5 Data Analytics Reflections during COVID-19

It’s been more than four months since COVID-19 outbreak started sweeping through the globe, affecting millions of lives in a way that we had only seen in films featuring catastrophic virus outbreak. 

Throughout this period, we’ve witnessed the progression from the confirmed cases and deaths picking up in China during the Chineses New Year (and the media primarily focusing on the global economic impact the virus would have, through the disrupted supply chain in China), to WHO declaring the COVID-19 a pandemic on 11 March, and global lockdowns with countries in different continents shutting their borders one after another. As of today (24 June), there are more than 9 million confirmed cases and 478+k deaths due to COVID-19 reported on worldometers.

Perhaps due to the nature of the event, combined with the data literacy and technology advancement in data collection and analytics (and my professional bias), I sense that we have also witnessed an explosive amount of quantitative information becoming accessible, in the mainstream media and other online platforms such as websites, blogs and social media over the past few months. People are re-sharing the numbers they read or see in the news and reports, in formal and informal ways, which sometimes sparks intriguing discussions. 

Seeing how numbers, charts and analytics have been used to inform the public, as well as decision-making on government and community policies excites me, and gives me a sense of familiarity even though my field of work is far from epidemiology.

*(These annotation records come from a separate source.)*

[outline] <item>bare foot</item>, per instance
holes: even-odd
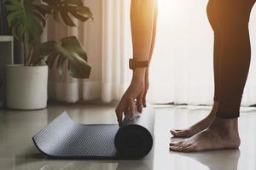
[[[237,149],[240,145],[237,118],[216,117],[211,126],[181,142],[171,143],[170,150],[195,152],[202,150]]]
[[[218,110],[218,103],[214,102],[214,105],[212,106],[210,114],[203,120],[200,121],[199,122],[195,123],[195,125],[191,126],[189,128],[171,130],[170,131],[171,133],[174,137],[177,137],[177,138],[189,138],[206,129],[214,120]]]

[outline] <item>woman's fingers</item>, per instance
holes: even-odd
[[[136,105],[139,113],[143,112],[143,93],[137,98]]]
[[[134,116],[134,99],[130,99],[130,120],[133,120]]]
[[[119,122],[119,124],[121,124],[123,122],[123,113],[126,108],[125,102],[121,99],[120,103],[115,109],[115,114]]]

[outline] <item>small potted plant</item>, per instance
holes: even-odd
[[[61,74],[68,62],[68,71],[75,78],[89,78],[91,66],[76,37],[60,42],[40,42],[49,15],[56,22],[76,26],[73,20],[92,19],[82,0],[8,0],[7,20],[14,37],[23,42],[24,65],[6,67],[6,106],[9,109],[36,110],[47,106],[48,66],[56,62]],[[45,65],[42,65],[45,61]]]

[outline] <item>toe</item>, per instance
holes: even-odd
[[[185,147],[183,150],[183,152],[194,152],[194,151],[198,151],[197,146],[195,144],[192,144],[188,147]]]
[[[172,150],[172,151],[178,151],[179,146],[172,145],[172,146],[170,146],[169,149],[170,149],[170,150]]]
[[[170,146],[178,146],[178,145],[180,145],[180,144],[183,144],[183,141],[180,141],[180,142],[171,142],[170,143]]]
[[[172,132],[171,132],[172,133]],[[178,138],[187,138],[190,136],[190,130],[185,129],[185,130],[175,130],[172,131],[172,134],[175,137]]]

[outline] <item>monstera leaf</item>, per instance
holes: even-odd
[[[86,21],[92,19],[92,13],[88,7],[84,6],[82,0],[43,0],[51,8],[55,21],[60,22],[61,17],[68,26],[76,26],[72,20],[73,17],[80,21]]]
[[[5,3],[7,20],[13,35],[30,42],[40,38],[45,27],[45,16],[37,9],[35,0],[8,0]]]
[[[61,75],[66,61],[69,75],[75,78],[89,78],[91,66],[87,54],[76,37],[67,37],[61,42],[49,41],[41,44],[41,54],[47,57],[46,63],[52,68],[57,60],[58,71]]]

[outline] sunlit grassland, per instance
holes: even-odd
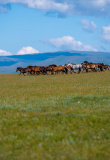
[[[110,71],[0,75],[0,160],[109,160]]]

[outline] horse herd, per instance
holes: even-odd
[[[104,71],[109,69],[109,65],[104,65],[103,63],[92,63],[88,61],[84,61],[81,64],[73,64],[73,63],[68,63],[65,65],[60,65],[57,66],[55,64],[51,64],[49,66],[27,66],[27,68],[22,68],[22,67],[17,67],[16,72],[20,71],[20,74],[24,73],[30,74],[30,75],[39,75],[39,74],[56,74],[56,73],[65,73],[67,74],[68,72],[72,73],[75,70],[78,70],[78,73],[81,72],[81,70],[85,70],[88,72],[89,70],[91,71]],[[19,75],[20,75],[19,74]]]

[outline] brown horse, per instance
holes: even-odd
[[[29,72],[31,72],[32,74],[40,74],[41,67],[39,67],[39,66],[31,67],[31,68],[29,68]]]
[[[109,70],[109,67],[110,67],[110,66],[107,65],[107,64],[104,65],[103,63],[98,63],[98,68],[100,69],[100,71],[104,71],[104,69],[105,69],[105,70],[107,70],[107,69]]]
[[[84,61],[82,65],[85,67],[86,72],[88,72],[89,69],[91,69],[92,71],[97,71],[98,69],[97,63],[89,63],[88,61]]]
[[[19,75],[21,75],[21,73],[25,76],[25,74],[24,73],[27,73],[28,72],[28,69],[27,68],[22,68],[22,67],[17,67],[17,69],[16,69],[16,72],[17,71],[20,71],[20,74]]]
[[[59,72],[63,73],[68,73],[68,69],[65,66],[57,66],[57,67],[52,67],[52,74],[56,74]]]

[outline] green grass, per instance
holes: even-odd
[[[0,75],[0,160],[109,160],[110,71]]]

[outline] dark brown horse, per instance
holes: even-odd
[[[91,69],[92,71],[97,71],[98,69],[97,63],[89,63],[88,61],[84,61],[82,65],[85,67],[86,72],[88,72],[89,69]]]
[[[52,67],[52,74],[56,74],[56,73],[68,73],[68,69],[65,66],[57,66],[57,67]]]
[[[28,69],[27,68],[22,68],[22,67],[17,67],[17,69],[16,69],[16,72],[17,71],[20,71],[20,74],[19,75],[21,75],[21,73],[25,76],[25,74],[24,73],[27,73],[28,72]]]

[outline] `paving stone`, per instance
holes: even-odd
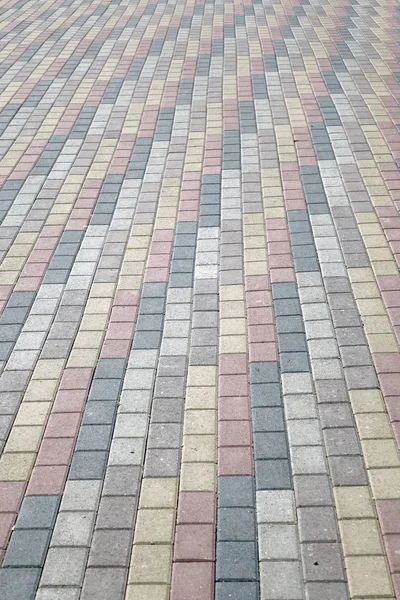
[[[397,6],[112,4],[0,9],[0,596],[396,595]]]
[[[217,581],[254,581],[256,564],[253,542],[217,543]]]

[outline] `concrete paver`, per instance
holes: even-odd
[[[400,598],[397,4],[0,14],[1,600]]]

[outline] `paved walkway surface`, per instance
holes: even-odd
[[[1,600],[400,598],[400,7],[0,6]]]

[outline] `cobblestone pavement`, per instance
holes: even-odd
[[[400,5],[0,14],[1,600],[400,598]]]

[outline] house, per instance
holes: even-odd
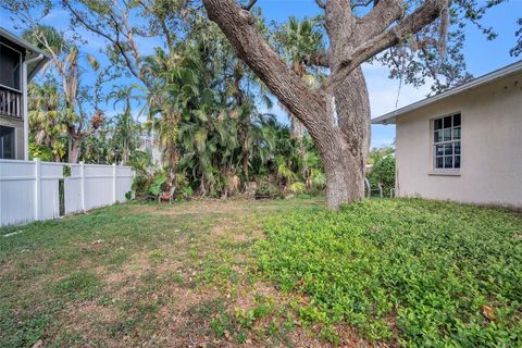
[[[27,84],[49,59],[0,27],[0,159],[28,160]]]
[[[522,208],[522,61],[372,120],[396,125],[396,195]]]

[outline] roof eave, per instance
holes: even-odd
[[[420,109],[422,107],[428,105],[431,103],[434,103],[436,101],[439,101],[442,99],[449,98],[451,96],[456,96],[459,94],[467,92],[471,89],[478,88],[482,86],[485,86],[487,84],[490,84],[499,78],[508,77],[513,74],[517,74],[519,72],[522,72],[522,61],[515,62],[513,64],[510,64],[508,66],[501,67],[499,70],[496,70],[492,73],[488,73],[486,75],[483,75],[481,77],[474,78],[470,80],[469,83],[465,83],[461,86],[448,89],[442,94],[428,97],[426,99],[420,100],[418,102],[414,102],[412,104],[409,104],[407,107],[403,107],[401,109],[388,112],[382,116],[375,117],[372,120],[372,124],[395,124],[396,119],[407,112],[414,111],[417,109]]]

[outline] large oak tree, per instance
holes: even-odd
[[[432,58],[433,48],[444,55],[449,20],[458,11],[463,13],[460,24],[464,20],[477,23],[487,8],[501,1],[478,7],[476,1],[465,0],[315,0],[324,10],[328,51],[306,63],[330,70],[319,88],[307,85],[263,38],[250,12],[256,2],[241,5],[236,0],[203,0],[209,17],[221,27],[236,54],[312,136],[325,169],[327,203],[336,209],[364,196],[371,122],[361,64],[412,41],[426,59]],[[426,39],[430,36],[432,39]],[[424,66],[436,77],[440,65]]]

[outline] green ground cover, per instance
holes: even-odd
[[[411,347],[522,347],[522,219],[449,202],[370,200],[266,224],[264,273],[308,324]]]
[[[504,210],[121,204],[0,229],[0,346],[518,347],[521,261]]]

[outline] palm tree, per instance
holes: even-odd
[[[54,161],[61,162],[66,150],[62,136],[66,128],[58,87],[51,80],[41,86],[30,84],[29,96],[29,129],[35,136],[35,141],[40,146],[49,146]]]
[[[51,26],[37,25],[26,30],[23,37],[46,50],[51,55],[51,62],[61,79],[61,92],[64,102],[64,123],[70,136],[69,162],[78,161],[84,139],[91,135],[103,123],[103,113],[95,110],[92,116],[87,116],[83,103],[83,97],[78,94],[80,85],[79,49],[67,42],[61,33]],[[87,61],[96,72],[99,69],[98,61],[88,55]]]

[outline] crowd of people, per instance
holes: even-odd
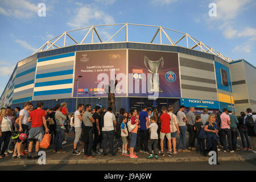
[[[209,113],[204,109],[201,115],[195,114],[193,107],[185,114],[186,108],[182,105],[175,114],[171,105],[168,108],[162,106],[161,111],[155,107],[149,110],[146,106],[142,109],[138,113],[137,109],[128,112],[121,108],[115,115],[111,107],[106,110],[104,107],[96,106],[93,109],[90,105],[81,104],[69,117],[65,102],[52,109],[44,108],[42,102],[38,102],[35,109],[30,102],[26,102],[22,110],[18,107],[14,110],[1,108],[0,158],[13,153],[12,159],[23,159],[25,155],[32,159],[34,144],[34,158],[38,158],[39,143],[45,133],[52,136],[53,152],[65,153],[63,145],[67,143],[65,134],[68,133],[75,135],[72,154],[84,153],[88,159],[95,159],[97,155],[108,155],[108,148],[110,156],[115,156],[115,138],[118,152],[131,158],[138,158],[138,152],[147,154],[147,159],[155,156],[156,159],[159,156],[171,157],[177,152],[196,150],[205,156],[214,151],[217,156],[220,150],[233,153],[241,149],[256,153],[256,115],[250,108],[246,109],[247,114],[241,112],[238,118],[226,109],[217,113]],[[241,148],[237,144],[238,133],[242,144]],[[79,143],[82,146],[80,150]]]

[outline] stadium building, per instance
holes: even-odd
[[[98,32],[104,26],[121,28],[104,42]],[[129,41],[134,26],[155,28],[151,42]],[[88,31],[79,43],[71,35],[82,30]],[[113,42],[122,32],[123,40]],[[173,33],[178,35],[168,35]],[[57,44],[61,39],[62,47]],[[17,63],[2,94],[1,107],[22,107],[26,101],[35,105],[38,101],[46,107],[66,102],[69,112],[75,111],[77,102],[108,106],[104,88],[115,75],[117,111],[171,104],[175,111],[183,105],[194,106],[198,114],[204,108],[226,107],[236,115],[247,107],[256,110],[254,66],[243,59],[233,61],[187,33],[130,23],[94,25],[47,41]]]

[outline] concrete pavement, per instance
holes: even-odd
[[[73,142],[74,136],[67,136],[67,143],[63,146],[63,150],[67,151],[65,154],[56,154],[53,152],[53,146],[51,145],[49,148],[40,149],[46,153],[46,164],[118,164],[118,163],[191,163],[205,162],[208,163],[209,156],[204,156],[197,154],[196,151],[192,151],[191,152],[184,153],[178,152],[177,154],[173,154],[171,157],[167,156],[167,151],[165,151],[165,156],[162,157],[159,155],[159,159],[156,160],[155,158],[147,159],[148,154],[138,152],[138,159],[131,159],[129,156],[121,155],[121,152],[117,152],[117,155],[110,156],[109,154],[103,156],[96,155],[96,159],[88,160],[83,157],[84,154],[80,155],[73,155]],[[240,141],[238,140],[238,143]],[[115,150],[117,150],[117,141],[115,140]],[[78,149],[81,149],[81,145],[78,146]],[[108,152],[108,151],[107,151]],[[34,153],[33,156],[35,155]],[[24,166],[38,164],[38,160],[28,160],[25,155],[23,159],[11,159],[11,154],[10,156],[5,157],[0,159],[0,166]],[[245,161],[247,160],[255,160],[256,154],[253,154],[251,151],[236,151],[234,153],[218,152],[218,161],[220,162],[224,161]]]

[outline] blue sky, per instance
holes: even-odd
[[[46,16],[38,5],[46,5]],[[210,17],[209,3],[217,5]],[[18,61],[65,31],[92,24],[130,23],[162,26],[188,33],[232,60],[256,65],[256,1],[254,0],[1,0],[0,93]],[[96,27],[106,40],[122,26]],[[70,33],[79,42],[87,30]],[[129,41],[150,42],[156,28],[129,27]],[[174,42],[182,35],[166,31]],[[125,30],[113,41],[125,41]],[[168,42],[163,38],[163,43]],[[67,39],[67,44],[72,44]],[[95,42],[97,40],[94,39]],[[63,41],[57,43],[63,46]],[[91,37],[85,41],[89,43]],[[159,35],[154,41],[159,43]],[[185,42],[180,46],[185,46]],[[189,47],[194,44],[189,42]]]

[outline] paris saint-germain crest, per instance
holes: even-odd
[[[176,78],[176,74],[174,72],[169,71],[166,73],[166,79],[170,82],[175,81]]]

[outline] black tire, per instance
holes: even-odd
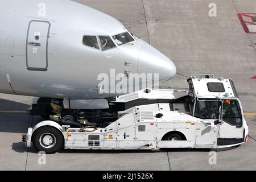
[[[44,119],[44,120],[49,120],[49,115],[40,115],[41,118]]]
[[[171,133],[168,135],[166,135],[163,139],[163,140],[182,140],[182,136],[177,133]]]
[[[64,138],[57,129],[51,126],[43,126],[35,131],[32,142],[38,151],[54,154],[63,147]]]

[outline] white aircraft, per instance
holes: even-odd
[[[98,88],[98,75],[110,77],[113,69],[127,80],[158,73],[159,83],[176,74],[167,56],[118,20],[72,1],[1,0],[0,16],[0,93],[105,98],[120,94]]]

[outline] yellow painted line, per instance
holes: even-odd
[[[0,113],[28,113],[26,110],[0,110]]]
[[[245,115],[256,115],[256,113],[243,113]]]

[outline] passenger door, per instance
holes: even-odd
[[[49,22],[46,21],[32,20],[30,22],[26,42],[26,64],[28,70],[47,70],[50,27]]]

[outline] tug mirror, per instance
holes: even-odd
[[[163,114],[162,113],[158,113],[156,114],[156,115],[155,115],[155,117],[157,118],[162,118],[163,117]]]
[[[220,120],[215,120],[214,121],[214,125],[217,125],[218,124],[221,123],[221,122]]]

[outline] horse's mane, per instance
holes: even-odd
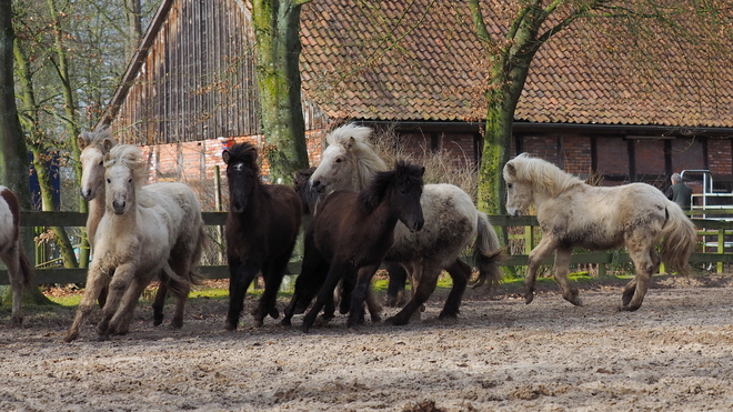
[[[244,162],[255,173],[260,174],[257,164],[257,148],[250,142],[237,143],[229,149],[229,163]]]
[[[134,144],[120,144],[113,147],[109,155],[104,157],[104,168],[122,164],[132,170],[135,188],[141,188],[148,180],[148,170],[142,160],[142,149]]]
[[[379,207],[384,199],[384,195],[386,195],[386,190],[390,184],[401,184],[412,181],[422,187],[422,167],[403,160],[398,160],[394,164],[394,170],[376,172],[376,174],[374,174],[366,189],[359,192],[359,202],[364,205],[366,212],[371,213],[376,207]]]
[[[329,144],[339,144],[344,150],[351,151],[357,159],[357,172],[361,179],[360,188],[366,188],[371,178],[376,172],[385,171],[386,163],[374,152],[369,137],[372,134],[372,128],[357,125],[354,123],[344,124],[334,129],[325,137]],[[353,138],[353,144],[350,144]]]
[[[556,197],[565,190],[584,184],[583,180],[562,171],[556,165],[540,158],[533,158],[529,153],[521,153],[506,162],[514,168],[514,174],[509,175],[504,168],[504,180],[521,181],[532,184],[534,188],[542,188]]]
[[[103,141],[110,140],[113,145],[117,144],[117,140],[112,137],[112,131],[107,127],[99,127],[94,131],[83,131],[81,132],[81,139],[87,142],[87,145],[96,145],[102,153],[107,153],[104,149]]]

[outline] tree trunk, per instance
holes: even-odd
[[[0,182],[10,188],[22,210],[30,210],[28,182],[28,149],[18,119],[16,87],[13,82],[12,1],[0,0]],[[29,243],[29,228],[21,228],[21,235]],[[0,295],[11,293],[10,287],[0,287]],[[11,300],[10,300],[11,301]],[[49,304],[51,301],[38,288],[23,293],[23,301]],[[2,304],[9,304],[2,299]]]
[[[31,152],[33,152],[33,168],[36,169],[36,175],[38,177],[38,183],[41,190],[41,210],[50,211],[56,208],[53,204],[51,177],[49,174],[49,165],[46,163],[46,157],[49,155],[52,148],[50,148],[48,143],[50,139],[48,139],[46,133],[39,128],[39,112],[41,108],[39,108],[36,102],[32,74],[29,69],[28,59],[26,58],[18,40],[14,41],[14,57],[16,63],[18,64],[18,78],[20,79],[21,87],[20,100],[26,107],[26,125],[31,135],[29,145]],[[51,231],[56,237],[59,251],[63,258],[63,265],[66,268],[78,268],[77,255],[74,254],[73,245],[69,240],[67,230],[63,227],[53,227],[51,228]]]
[[[63,109],[64,109],[64,121],[67,130],[69,131],[69,139],[67,140],[67,145],[71,152],[71,165],[74,170],[74,175],[77,182],[81,181],[81,161],[79,157],[81,155],[81,150],[77,143],[77,137],[81,134],[81,129],[79,128],[79,122],[77,120],[77,110],[73,98],[73,89],[71,86],[71,76],[69,74],[69,59],[67,56],[66,48],[63,46],[63,31],[61,28],[61,22],[59,21],[60,13],[56,9],[54,0],[48,0],[49,12],[53,21],[53,46],[56,49],[56,54],[58,59],[58,69],[59,78],[61,80],[62,91],[63,91]],[[38,170],[38,169],[37,169]],[[79,211],[81,213],[89,212],[89,205],[86,200],[79,197]],[[59,242],[59,248],[64,258],[64,267],[67,268],[77,268],[79,263],[77,262],[77,257],[73,253],[73,248],[69,241],[69,237],[66,234],[66,230],[61,228],[61,231],[58,231],[56,228],[52,229],[54,234],[57,234],[57,242]],[[63,232],[63,233],[61,233]],[[63,249],[61,249],[63,248]],[[71,249],[68,249],[71,248]],[[89,239],[87,235],[82,235],[81,242],[81,253],[79,261],[81,262],[82,268],[87,268],[89,262]]]
[[[300,9],[303,1],[254,0],[257,80],[262,107],[264,155],[273,183],[292,184],[308,168],[305,122],[300,100]]]

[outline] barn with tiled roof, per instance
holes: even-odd
[[[354,0],[303,7],[302,94],[314,161],[322,131],[349,120],[478,161],[488,67],[468,9],[452,3],[383,1],[381,19]],[[504,26],[492,11],[500,3],[484,2],[494,34]],[[200,151],[204,174],[219,161],[218,138],[267,140],[258,135],[249,8],[240,0],[163,1],[107,113],[122,140],[175,145],[179,169],[181,159],[195,158],[185,150]],[[513,150],[609,184],[664,185],[683,169],[733,181],[731,50],[714,58],[680,39],[651,37],[659,47],[641,56],[612,28],[593,28],[570,27],[536,54]]]

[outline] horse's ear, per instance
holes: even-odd
[[[351,138],[349,138],[349,140],[347,140],[343,147],[347,148],[347,150],[350,150],[351,148],[354,147],[354,144],[357,144],[357,139],[354,139],[354,137],[352,135]]]
[[[516,178],[516,168],[514,168],[514,164],[506,163],[506,173],[512,178]]]
[[[106,138],[102,140],[102,148],[104,148],[104,151],[109,152],[113,147],[114,143],[117,143],[113,139]]]

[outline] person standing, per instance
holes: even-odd
[[[680,173],[673,173],[670,180],[672,181],[672,185],[665,192],[667,199],[677,203],[682,210],[690,210],[692,189],[684,184]]]

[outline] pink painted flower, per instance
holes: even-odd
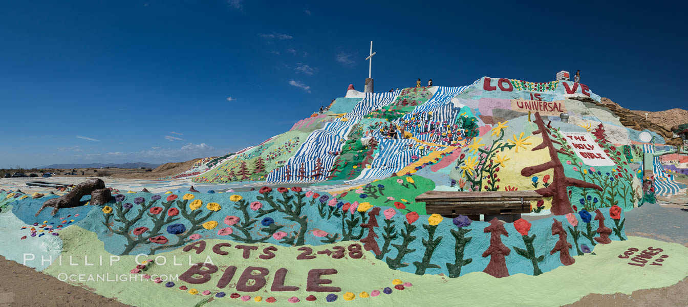
[[[391,209],[391,208],[389,208],[389,209],[388,209],[385,210],[384,211],[383,211],[383,214],[385,215],[385,218],[386,218],[387,220],[389,220],[393,216],[394,216],[395,214],[396,214],[396,211],[394,210],[394,209]]]
[[[233,233],[233,232],[234,232],[234,229],[232,229],[232,227],[225,227],[225,228],[223,228],[223,229],[217,231],[217,235],[231,235],[232,233]]]
[[[227,217],[224,218],[224,224],[226,224],[229,226],[232,226],[235,224],[238,223],[239,221],[240,220],[241,220],[241,219],[238,216],[227,215]]]
[[[251,207],[251,210],[253,210],[254,211],[257,211],[258,209],[259,209],[261,208],[263,208],[263,204],[261,204],[260,202],[251,202],[250,207]]]
[[[578,219],[576,218],[576,215],[574,215],[573,213],[566,214],[566,220],[574,227],[578,225]]]
[[[272,237],[277,241],[282,240],[283,237],[286,236],[287,236],[287,233],[284,231],[277,231],[272,234]]]

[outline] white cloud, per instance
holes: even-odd
[[[292,86],[295,86],[297,87],[302,88],[302,89],[303,89],[304,91],[306,91],[306,92],[310,93],[310,87],[308,86],[308,85],[305,85],[305,84],[303,84],[303,83],[301,83],[299,81],[294,81],[292,80],[292,81],[289,81],[289,85],[292,85]]]
[[[175,140],[184,140],[183,138],[179,138],[176,136],[165,136],[165,140],[167,140],[170,142],[173,142]]]
[[[297,65],[299,65],[299,64],[297,63]],[[316,71],[317,71],[316,68],[313,68],[313,67],[312,67],[310,66],[308,66],[308,65],[307,65],[305,64],[297,66],[297,67],[294,68],[294,70],[298,70],[298,71],[299,71],[301,72],[303,72],[303,73],[304,73],[305,74],[313,74],[314,72],[315,72]]]
[[[352,57],[353,55],[352,54],[346,53],[344,52],[343,51],[338,53],[337,55],[336,56],[337,62],[341,63],[342,65],[344,65],[345,66],[351,66],[356,63],[356,61],[352,59]]]
[[[89,138],[87,136],[76,136],[76,138],[80,138],[82,140],[94,140],[96,142],[100,142],[100,140],[96,140],[96,139],[93,138]]]

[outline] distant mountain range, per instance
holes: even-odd
[[[116,167],[119,169],[137,169],[145,167],[147,169],[155,169],[159,164],[144,163],[142,162],[130,163],[88,163],[88,164],[53,164],[39,167],[39,169],[80,169],[85,167]]]

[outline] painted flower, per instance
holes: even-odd
[[[444,220],[444,218],[442,218],[442,215],[437,213],[433,213],[433,215],[430,215],[429,218],[428,218],[428,224],[429,224],[431,226],[436,226],[440,224],[442,221],[442,220]]]
[[[251,210],[255,211],[261,208],[263,208],[263,204],[261,204],[260,202],[251,202],[251,204],[249,207],[250,207]]]
[[[530,222],[519,218],[514,222],[514,228],[521,235],[528,235],[528,232],[530,230]]]
[[[260,221],[260,224],[266,227],[275,224],[275,220],[272,218],[264,218],[263,220]]]
[[[471,223],[473,222],[469,217],[462,215],[459,215],[459,216],[454,218],[451,222],[459,228],[466,227],[469,225],[471,225]]]
[[[143,226],[136,227],[133,229],[133,231],[131,231],[131,233],[133,234],[134,235],[142,235],[146,231],[148,231],[148,227],[143,227]]]
[[[232,226],[234,225],[235,224],[238,223],[241,220],[241,218],[238,216],[227,215],[227,217],[224,218],[224,224],[226,224],[229,226]]]
[[[217,221],[206,222],[203,223],[202,225],[203,228],[208,230],[211,230],[217,226]]]
[[[392,218],[392,217],[394,217],[395,214],[396,214],[396,211],[391,208],[389,208],[383,211],[383,214],[385,215],[385,218],[389,220]]]
[[[409,222],[409,224],[413,224],[413,222],[418,220],[418,218],[420,217],[418,216],[418,213],[417,212],[414,211],[406,213],[406,220]]]
[[[272,237],[277,241],[282,240],[283,237],[286,236],[287,236],[287,233],[284,231],[277,231],[272,234]]]
[[[616,204],[612,206],[612,207],[609,209],[609,215],[614,220],[621,218],[621,207],[616,206]]]
[[[566,214],[566,220],[574,227],[578,225],[578,219],[576,218],[576,215],[574,215],[573,213]]]
[[[167,238],[165,237],[164,235],[158,235],[157,237],[153,237],[149,239],[149,240],[150,240],[153,243],[155,243],[158,244],[164,244],[165,243],[167,243]]]
[[[202,200],[195,200],[191,202],[191,204],[189,204],[189,208],[191,209],[191,211],[194,211],[195,209],[197,209],[200,208],[201,206],[202,206],[202,205],[203,205],[203,201]]]
[[[590,220],[592,219],[592,215],[591,215],[590,213],[585,209],[578,211],[578,215],[580,215],[581,220],[582,220],[584,223],[589,223],[590,222]]]

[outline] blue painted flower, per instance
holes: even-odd
[[[585,253],[587,254],[587,253],[590,253],[591,251],[590,251],[590,248],[588,247],[587,245],[585,245],[585,244],[581,244],[581,251],[582,251],[582,252],[583,252],[583,253]]]
[[[578,211],[578,215],[581,215],[581,220],[583,220],[584,223],[589,223],[592,219],[592,215],[590,215],[590,213],[585,209]]]
[[[454,224],[459,228],[468,226],[469,225],[471,224],[471,222],[473,222],[473,221],[471,221],[471,219],[469,218],[469,217],[461,215],[459,215],[459,216],[454,218],[454,219],[452,220],[451,222],[453,222]]]
[[[265,218],[263,220],[260,221],[260,224],[266,227],[275,224],[275,220],[272,218]]]
[[[322,195],[322,196],[320,197],[320,202],[327,202],[327,200],[329,200],[329,199],[330,199],[330,196],[327,196],[327,195]]]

I am a strong believer in using data analytics and Machine Learning to help us sift through misconception and noise, so as to tell the true story with facts and numbers; but I also think that, if not careful, using the wrong data or interpreting the results in a biased or partial way can be dangerous and might lead us to the wrong destination. 

I thought I’d share a few reflections I had about data and analytics during this crisis. Not surprisingly, these reflections also apply to many business contexts.


Here are the 5 reflections I had on data analytics during the COVID-19 crisis:


1. Know the context of your data

The raw data collected forms the foundation of any subsequent analysis. It is essential to understand the context of the data that has been collected. The quality of the data anchors the quality of the analysis and the trustworthiness of the conclusions drawn. 

As my Econometrics professor often said, rubbish in rubbish out.

A good (negative) example is the recent paper retraction scandal with The Lancet. 

The paper, led by a big name Harvard professor but with questionable data sources, claimed that using Hydroxychloroquine on COVID patients increases heartbeat irregularities and death rates. As one of the oldest and most respected medical journals in the world, The Lancet had published this paper, which had resulted in several major hydroxychloroquine trials being halted - studies that could determine how many people live or die from COVID19 in the future. Then they subsequently retracted this paper days after publication, due to its authors “can no longer vouch for the veracity of the primary data sources”.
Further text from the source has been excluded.